One adjustment I'm making to my net worth asset allocation is reducing exposure to closed-end venture capital funds while increasing allocation to open-ended venture capital funds. Closed-end venture capital funds follow a traditional model: you commit capital, fund capital calls over several years, and rely on the general partners to make great investment choices.

I invest up to 20% of my investable capital in private investments, as companies are staying private longer. This trend means more of the gains are accruing to private investors. For comparison, the Yale endowment fund, invests over 50% of its capital in private investments.

There are four main reasons for this shift from closed funds to open funds, also known as evergreen funds:

  1. Lower Costs: Traditional closed-end venture capital funds charge 2% – 3.5% of assets under management and 20% – 30% of profits (carry). In contrast, many open-ended venture capital funds charge no carry and fees of less than 2% on assets under management.
  2. Greater Liquidity: Open-ended venture capital funds offer the flexibility to withdraw capital if needed. The DeepSeek panic was a good reminder that it's nice to have options. In contrast, withdrawing from a closed-end fund is either impossible or very difficult, making them less liquid.
  3. Visibility of Investments: With an open-ended fund, you can see the portfolio holdings before committing, giving you insight into what you're investing in. Closed-end funds, on the other hand, require you to commit capital upfront and hope the general partners make successful investments.
  4. Greater Simplicity: Closed-end funds often come with surprise capital calls, which can catch you off guard. Open-ended funds are more straightforward—you invest only what you're able to commit at the time, making the process simpler and more predictable. Further, some open-ended funds provide 1099s instead of more complicated K-1s for tax filing.

The Catalyst for Allocating More Toward Open-Ended VC Funds

At the beginning of 2025, I missed another $20,000 capital call from a closed-end venture fund I invest in.

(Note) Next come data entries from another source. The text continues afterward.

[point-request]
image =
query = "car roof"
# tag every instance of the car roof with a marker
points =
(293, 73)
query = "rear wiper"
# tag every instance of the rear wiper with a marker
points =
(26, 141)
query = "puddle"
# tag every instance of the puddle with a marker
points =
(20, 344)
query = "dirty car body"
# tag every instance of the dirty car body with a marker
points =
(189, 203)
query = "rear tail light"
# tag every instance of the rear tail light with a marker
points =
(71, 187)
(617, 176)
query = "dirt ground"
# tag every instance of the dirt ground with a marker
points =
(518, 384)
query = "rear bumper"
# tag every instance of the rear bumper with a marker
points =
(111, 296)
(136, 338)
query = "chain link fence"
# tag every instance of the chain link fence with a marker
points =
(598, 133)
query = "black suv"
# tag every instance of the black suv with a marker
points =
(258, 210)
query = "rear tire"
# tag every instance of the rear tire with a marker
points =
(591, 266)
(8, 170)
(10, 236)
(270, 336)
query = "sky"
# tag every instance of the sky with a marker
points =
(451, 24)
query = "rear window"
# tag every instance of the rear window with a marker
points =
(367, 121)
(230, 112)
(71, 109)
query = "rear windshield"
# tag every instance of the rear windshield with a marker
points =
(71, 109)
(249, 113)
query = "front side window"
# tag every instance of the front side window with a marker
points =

This marks the third missed capital call in just 18 months, highlighting that I'm falling short of my duties as a limited partner.

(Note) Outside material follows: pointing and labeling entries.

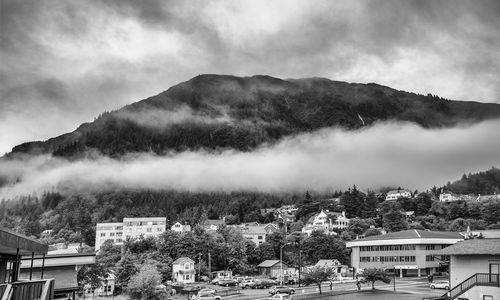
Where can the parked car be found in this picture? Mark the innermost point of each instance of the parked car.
(281, 290)
(247, 283)
(206, 291)
(444, 284)
(227, 282)
(281, 297)
(208, 297)
(264, 283)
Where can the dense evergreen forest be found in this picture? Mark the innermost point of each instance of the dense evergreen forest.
(484, 183)
(242, 113)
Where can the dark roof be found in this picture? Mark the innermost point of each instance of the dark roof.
(181, 260)
(414, 234)
(474, 247)
(10, 241)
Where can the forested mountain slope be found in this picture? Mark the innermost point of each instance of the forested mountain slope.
(216, 112)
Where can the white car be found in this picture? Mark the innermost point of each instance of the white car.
(208, 297)
(206, 291)
(445, 284)
(280, 297)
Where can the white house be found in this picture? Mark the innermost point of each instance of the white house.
(396, 194)
(178, 227)
(333, 263)
(183, 270)
(321, 222)
(130, 228)
(342, 221)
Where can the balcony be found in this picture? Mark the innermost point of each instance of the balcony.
(13, 247)
(28, 290)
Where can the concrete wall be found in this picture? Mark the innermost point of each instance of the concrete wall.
(478, 293)
(464, 266)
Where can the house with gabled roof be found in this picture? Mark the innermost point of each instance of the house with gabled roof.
(213, 224)
(272, 268)
(183, 270)
(334, 264)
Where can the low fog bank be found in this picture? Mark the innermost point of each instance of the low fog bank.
(387, 154)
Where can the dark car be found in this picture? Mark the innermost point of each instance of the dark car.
(228, 282)
(264, 283)
(281, 290)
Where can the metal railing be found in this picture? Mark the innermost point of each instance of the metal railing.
(482, 279)
(28, 290)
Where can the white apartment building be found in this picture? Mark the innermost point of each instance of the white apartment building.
(130, 228)
(396, 194)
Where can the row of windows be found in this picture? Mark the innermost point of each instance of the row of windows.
(109, 227)
(387, 259)
(141, 223)
(389, 248)
(437, 257)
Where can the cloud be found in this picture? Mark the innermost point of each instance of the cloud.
(388, 154)
(65, 62)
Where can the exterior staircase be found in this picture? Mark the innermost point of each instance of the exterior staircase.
(478, 279)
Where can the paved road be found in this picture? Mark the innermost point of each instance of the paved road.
(412, 286)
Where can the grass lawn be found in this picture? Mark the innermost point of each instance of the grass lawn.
(377, 295)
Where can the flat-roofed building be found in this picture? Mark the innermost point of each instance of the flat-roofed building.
(474, 269)
(396, 194)
(130, 228)
(409, 252)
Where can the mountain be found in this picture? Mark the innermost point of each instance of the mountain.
(216, 112)
(487, 182)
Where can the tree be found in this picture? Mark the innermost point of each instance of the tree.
(374, 274)
(90, 276)
(395, 220)
(318, 274)
(322, 246)
(109, 254)
(359, 226)
(145, 281)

One of the main reasons for this is my struggle with managing email. Capital calls are always sent through email, and I get inundated with messages, largely due to running Financial Samurai. I'm currently a limited partner in eight private funds, seven of which are closed-end venture capital or debt funds. As a result, the capital calls can come in a flurry.

Fortunately, I had moved some cash into my Fidelity brokerage account and hadn't invested all of it. When the fund notified me of the missed call, I had to first send a test $100 transfer to the venture fund’s bank to ensure everything worked smoothly the first time. After confirming that the fund had received the transfer, I then had to wire the remaining $19,900 balance.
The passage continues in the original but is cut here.